ITEM 15 CONTROLS AND PROCEDURES
Evaluation of Disclosure Controls and Procedures
We maintain disclosure controls and procedures designed to provide reasonable assurance that information required to be disclosed in reports
filed under the Exchange Act is recorded, processed, summarized and reported within the specified time periods and accumulated and communicated to our management, including our chief executive officer
and chief financial officer, as appropriate, to allow timely decisions regarding required disclosure.
Our
management, under the supervision and with the participation of our principal executive officer and our principal financial officer, evaluated the effectiveness of our disclosure
controls and procedures, as defined in Rules 13a-15(e) or 15d-15(e) promulgated under the Exchange Act, at March 31, 2018. Based on that evaluation, our principal executive
officer and principal financial officer have concluded that our disclosure controls and procedures are effective in ensuring that information required to be disclosed in the reports that we file or
submit under the Exchange Act is recorded, processed, summarized and reported, within the time periods specified in the SEC's rules and forms, and that information required to be disclosed in the
reports that we file or submit under the Exchange Act is accumulated and communicated to our management, including our chief executive officer and chief financial officer, to allow timely decisions
regarding required disclosure.
Management's Annual Report on Internal Control over Financial Reporting
Our management is responsible for establishing and maintaining adequate internal control over financial reporting as defined in
Rules 13a-15(f) and 15d-15(f) under the Exchange Act. As required by Rule 13a-15(c) of the Exchange Act, our management conducted an evaluation of our company's internal control
over financial reporting as of March 31, 2018 based on the framework in Internal Control Integrated Framework (2013) issued by the Committee of
Sponsoring Organizations of the Treadway Commission. Based on this evaluation, our management concluded that our internal control over financial reporting was effective as of
March 31, 2018.
Because
of its inherent limitations, internal control over financial reporting may not prevent or detect misstatements.

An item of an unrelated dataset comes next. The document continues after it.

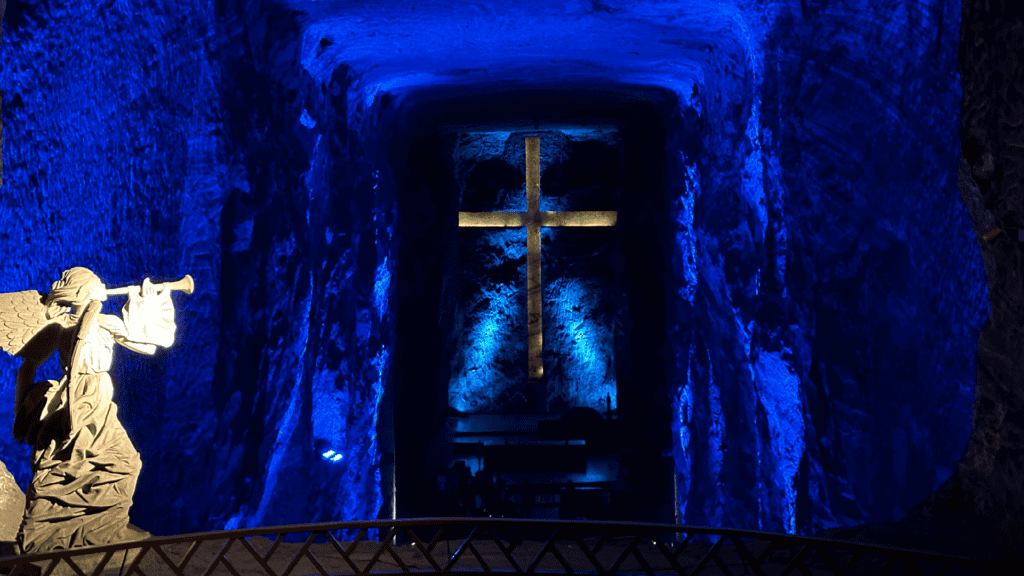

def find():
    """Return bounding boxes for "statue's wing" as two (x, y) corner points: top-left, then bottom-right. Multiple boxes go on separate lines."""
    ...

(0, 290), (56, 357)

Also, projections of any evaluation of effectiveness of our
internal control over financial reporting to future periods are subject to the risks that controls may become inadequate because of changes in conditions, or that the degree of compliance with the
policies or procedures may deteriorate.
Our
independent registered public accounting firm, PricewaterhouseCoopers, has audited the effectiveness of our internal control over financial reporting as of March 31, 2018, as
stated in its report, which appears on page F-2 of this annual report.
Changes in Internal Control over Financial Reporting
There were no changes in our internal controls over financial reporting that occurred during the period covered by this annual report on
Form 20-F that have materially affected, or are reasonably likely to materially affect, our internal control over financial reporting.